# New member from Australia



## Stickandstring (Aug 27, 2017)

Great website, thanks for letting me join!
Trapping isn't very popular in these parts but it's legal, and effective for pest control.
I just wanted to share some photos with you all of some Australian red foxes. Any advice would be great!

I'm using 10 MB550RJ's on dirt holes and scent post sets.
































































And it's not uncommon to catch a few out while checking the line.




























https://uploads.tapatalk-cdn.com/20170827/f9b6e250381a62f84fd7c5209c6b2836.jpg


----------



## hassell (Feb 9, 2010)

Welcome to PT, enjoy the site. Looks like you got it figured out. Some beautiful pic's there. A great bunch here.


----------



## catcapper (Feb 11, 2010)

Welcome to PT.

Looks like your do'in pretty well on the Reds--- are ya make'in any money on the furs, or just a bounty per head?.

awprint:


----------



## Stickandstring (Aug 27, 2017)

catcapper said:


> Welcome to PT.
> 
> Looks like your do'in pretty well on the Reds--- are ya make'in any money on the furs, or just a bounty per head?.
> 
> awprint:


Thanks for the welcomes!

There's no money in furs here. I can get a $10 bounty on foxes anywhere in my state but I just started trapping and shooting on 3000 acres that pays a $50 bounty.


----------



## hassell (Feb 9, 2010)

I forgot to ask your rifle setup.


----------



## Stickandstring (Aug 27, 2017)

Tikka T3x superlite .243
No it doesn't need a break but it sure makes it nice for a follow up shot when there's no recoil.


----------



## prairiewolf (Feb 19, 2012)

Welcome to PT !! Thats secon pic sure is a funny looking red fox, lol

Do you still have a lot of feral cats there ?, I figured by now they would be getting thinned out


----------



## 220swift (Mar 2, 2011)

Welcome to the PT forum Stickandstring ! Thanks for sharing the pictures, looks like you're getting the hang of it. $50 bounty will be a very good pay out, good luck with that.


----------



## youngdon (Mar 10, 2010)

Welcome to the forum. Great pics.


----------



## Ruger (Jan 22, 2011)

Welcome to the site, glad to see someone giving us some action from down under.


----------



## Stickandstring (Aug 27, 2017)

Ruger said:


> Welcome to the site, glad to see someone giving us some action from down under.


With hopefully plenty more action to come!
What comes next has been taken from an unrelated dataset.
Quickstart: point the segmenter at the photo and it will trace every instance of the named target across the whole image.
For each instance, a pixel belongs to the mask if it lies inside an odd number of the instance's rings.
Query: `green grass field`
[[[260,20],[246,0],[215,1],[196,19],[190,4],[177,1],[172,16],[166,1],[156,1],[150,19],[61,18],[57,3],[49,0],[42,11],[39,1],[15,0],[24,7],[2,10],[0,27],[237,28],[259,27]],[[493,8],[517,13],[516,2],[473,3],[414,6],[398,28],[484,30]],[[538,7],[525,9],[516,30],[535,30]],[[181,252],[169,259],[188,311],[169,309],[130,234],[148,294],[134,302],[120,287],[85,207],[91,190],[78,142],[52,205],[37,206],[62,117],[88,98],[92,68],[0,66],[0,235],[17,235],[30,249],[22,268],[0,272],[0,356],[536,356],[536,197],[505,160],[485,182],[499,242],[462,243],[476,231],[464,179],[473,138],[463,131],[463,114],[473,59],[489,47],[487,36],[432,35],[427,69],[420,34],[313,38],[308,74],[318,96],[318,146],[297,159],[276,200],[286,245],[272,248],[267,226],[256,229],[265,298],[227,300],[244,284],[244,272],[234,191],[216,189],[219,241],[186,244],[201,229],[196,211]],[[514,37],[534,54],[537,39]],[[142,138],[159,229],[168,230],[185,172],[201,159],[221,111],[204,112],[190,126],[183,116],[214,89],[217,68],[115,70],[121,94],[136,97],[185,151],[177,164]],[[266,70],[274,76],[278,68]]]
I joined this website to read about more trapping but also love hunting of all kinds.


----------



## youngdon (Mar 10, 2010)

Great pics. Where were these taken ?


----------



## Stickandstring (Aug 27, 2017)

youngdon said:


> Great pics. Where were these taken ?


All Victoria, Australia


----------



## catcapper (Feb 11, 2010)

Nice pictures.

Ha--- I thought I was the only one left shoot'in a recurve bow.

awprint:


----------



## prairiewolf (Feb 19, 2012)

cat, I still shoot a longbow, made by a friend of mine.


----------



## Stickandstring (Aug 27, 2017)

Doin it tough on the trap line at the moment, there is about 100 lambs a day being born, and with natural mortality and all the afterbirth on the ground I don't think my dirt hole sets are getting any interest. 
I trapped one fox and had one miss on a scent post set in the last 12 days.

As a consolation I caught this old dog fox out this morning. Definitely got some age on him.


----------



## 220swift (Mar 2, 2011)

Great pictures! Very nice animals taken with your bow!


----------